How severe does this issue affect your experience of using Ray?
- Low: It annoys or frustrates me for a moment.
Context: I have some tasks that require a GPU node, which is started on demand using kuberay. Once that task finishes, another task which doesn’t require a GPU starts and it’s scheduled to the currently active GPU node. Ideally, I would like this task to spin-up a high-memory non-GPU node, allowing the GPU node to be deallocated. However, Ray prefers to schedule the task to the already available GPU node before it spins down.
Is there a way to define an affinity for task that prevent them to be scheduled to GPU nodes? I know it’s possible to define the specific node_id for a task. But that is not what I need, since the node_id is not known a priori, as the nodes scale up and down automatically.
Why: The main reason to do this is saving compute resources/money.
@Sam_Chan thanks and sorry for the delay in replying!
I’ve read through the Placement Groups documentation but it still isn’t clear to me how to create a placement group that enforces that tasks are scheduled to non-GPU nodes.
For example, if there is a physical machine with 8 cores and 1 GPU, and I request a PG with {"cpu" : 8, "gpu": 0}
, what prevents this from being allocated to this GPU VM?
I believe that one solution is to create a virtual resource that is only available on non-GPU machines, and then use this as a requirement (like suggested in Resources). But that does require me to change the cluster configuration, which is not ideal.
Please let me know if I am missing something, thanks!
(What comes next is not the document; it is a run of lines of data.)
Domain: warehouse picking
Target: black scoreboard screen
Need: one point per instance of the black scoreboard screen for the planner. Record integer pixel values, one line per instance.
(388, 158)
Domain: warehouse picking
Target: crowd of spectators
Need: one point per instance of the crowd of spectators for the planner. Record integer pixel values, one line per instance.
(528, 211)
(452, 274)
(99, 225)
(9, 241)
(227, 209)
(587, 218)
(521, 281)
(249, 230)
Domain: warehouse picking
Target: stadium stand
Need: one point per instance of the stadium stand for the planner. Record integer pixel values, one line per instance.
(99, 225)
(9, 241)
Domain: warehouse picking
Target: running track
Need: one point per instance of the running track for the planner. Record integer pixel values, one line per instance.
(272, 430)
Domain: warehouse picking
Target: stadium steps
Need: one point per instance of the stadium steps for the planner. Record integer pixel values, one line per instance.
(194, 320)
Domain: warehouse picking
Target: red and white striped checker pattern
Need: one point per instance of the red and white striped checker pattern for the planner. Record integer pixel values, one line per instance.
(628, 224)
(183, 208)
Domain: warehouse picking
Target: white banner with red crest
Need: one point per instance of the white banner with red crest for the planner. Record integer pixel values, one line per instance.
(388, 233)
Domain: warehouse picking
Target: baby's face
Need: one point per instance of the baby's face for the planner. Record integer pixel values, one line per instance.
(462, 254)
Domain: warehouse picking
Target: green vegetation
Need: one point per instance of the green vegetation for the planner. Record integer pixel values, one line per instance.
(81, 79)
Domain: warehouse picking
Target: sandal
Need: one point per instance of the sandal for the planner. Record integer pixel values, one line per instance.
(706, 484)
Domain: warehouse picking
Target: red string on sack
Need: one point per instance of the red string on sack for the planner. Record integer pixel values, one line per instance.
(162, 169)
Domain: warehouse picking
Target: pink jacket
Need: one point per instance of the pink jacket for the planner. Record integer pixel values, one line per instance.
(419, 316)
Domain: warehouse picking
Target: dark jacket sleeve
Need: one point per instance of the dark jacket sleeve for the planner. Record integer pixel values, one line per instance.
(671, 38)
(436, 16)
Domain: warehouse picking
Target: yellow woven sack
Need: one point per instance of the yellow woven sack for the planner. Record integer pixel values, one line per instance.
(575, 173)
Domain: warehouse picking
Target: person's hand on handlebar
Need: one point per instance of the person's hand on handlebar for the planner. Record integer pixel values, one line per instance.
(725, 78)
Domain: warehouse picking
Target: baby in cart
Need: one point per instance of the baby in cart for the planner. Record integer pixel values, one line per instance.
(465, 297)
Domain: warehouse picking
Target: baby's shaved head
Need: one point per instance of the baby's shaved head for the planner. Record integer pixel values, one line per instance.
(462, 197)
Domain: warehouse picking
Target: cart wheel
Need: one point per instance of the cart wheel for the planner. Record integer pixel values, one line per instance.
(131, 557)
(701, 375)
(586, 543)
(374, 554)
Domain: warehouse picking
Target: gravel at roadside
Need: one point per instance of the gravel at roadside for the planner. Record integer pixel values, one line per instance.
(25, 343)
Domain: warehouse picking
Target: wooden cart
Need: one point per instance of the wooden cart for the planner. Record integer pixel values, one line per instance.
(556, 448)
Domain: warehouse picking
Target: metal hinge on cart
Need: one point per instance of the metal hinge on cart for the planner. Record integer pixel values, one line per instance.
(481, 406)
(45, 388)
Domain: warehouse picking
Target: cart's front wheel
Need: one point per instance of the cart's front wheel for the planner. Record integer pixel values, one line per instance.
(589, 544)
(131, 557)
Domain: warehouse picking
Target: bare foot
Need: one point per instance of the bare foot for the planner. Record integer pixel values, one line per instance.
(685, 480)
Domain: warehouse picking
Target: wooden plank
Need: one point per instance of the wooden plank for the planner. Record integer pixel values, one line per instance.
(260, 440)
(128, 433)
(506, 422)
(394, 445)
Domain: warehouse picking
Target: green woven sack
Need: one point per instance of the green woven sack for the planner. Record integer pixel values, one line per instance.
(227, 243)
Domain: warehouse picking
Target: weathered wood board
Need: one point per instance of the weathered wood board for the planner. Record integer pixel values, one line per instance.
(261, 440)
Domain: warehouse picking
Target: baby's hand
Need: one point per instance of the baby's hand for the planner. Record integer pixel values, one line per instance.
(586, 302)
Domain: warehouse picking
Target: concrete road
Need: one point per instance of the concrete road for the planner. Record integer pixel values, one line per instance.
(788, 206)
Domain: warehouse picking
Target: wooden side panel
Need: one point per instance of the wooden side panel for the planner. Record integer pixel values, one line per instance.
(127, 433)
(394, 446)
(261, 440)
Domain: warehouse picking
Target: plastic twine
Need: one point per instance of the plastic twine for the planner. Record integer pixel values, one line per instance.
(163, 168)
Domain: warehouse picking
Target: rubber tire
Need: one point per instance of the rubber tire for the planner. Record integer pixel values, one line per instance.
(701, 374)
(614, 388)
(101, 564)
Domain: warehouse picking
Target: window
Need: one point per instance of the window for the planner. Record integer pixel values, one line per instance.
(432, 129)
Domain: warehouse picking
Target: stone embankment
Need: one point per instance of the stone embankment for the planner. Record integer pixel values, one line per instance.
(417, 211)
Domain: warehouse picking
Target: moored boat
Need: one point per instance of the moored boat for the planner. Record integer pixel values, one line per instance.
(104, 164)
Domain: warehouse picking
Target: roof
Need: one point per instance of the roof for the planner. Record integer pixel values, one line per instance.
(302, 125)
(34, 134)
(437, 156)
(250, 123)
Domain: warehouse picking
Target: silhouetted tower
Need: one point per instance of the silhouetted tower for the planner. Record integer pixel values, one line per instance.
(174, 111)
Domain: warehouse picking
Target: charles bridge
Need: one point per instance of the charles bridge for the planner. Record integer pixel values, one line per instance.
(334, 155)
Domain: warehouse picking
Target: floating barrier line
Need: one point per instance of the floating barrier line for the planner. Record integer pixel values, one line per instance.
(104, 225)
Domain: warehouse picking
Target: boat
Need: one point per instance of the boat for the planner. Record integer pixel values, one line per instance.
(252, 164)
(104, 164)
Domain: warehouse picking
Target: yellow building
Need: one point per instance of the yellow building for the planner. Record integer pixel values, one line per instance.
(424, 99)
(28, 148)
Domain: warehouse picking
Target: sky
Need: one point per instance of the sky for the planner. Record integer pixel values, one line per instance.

I just realized that creating a custom resource, e.g. no_gpu: 1
to all non-gpu nodes would not work if those nodes are not already active. In my case, I keep the min_replicas
of the node pool at 0, so I don’t see how Ray would know to spin-up this pool to use to get access to the custom resource.
Oh I see, in that case it’d get placed onto GPU machine which is not what you want. Can you submit a feature request on Github to support this; this is an interesting use case.
Is there a reason you can’t use a separate cluster to get you that isolation between CPU and GPU resources?
Sorry for the late reply again, for some reason I’m not getting these notifications.
Thanks, I will create a feature request on Github.
Thanks for your suggestion. Although I could create a new cluster as you proposed, this would incur in waste of resources, as I’d need a new control plane just to have such CPU/GPU nodes isolation.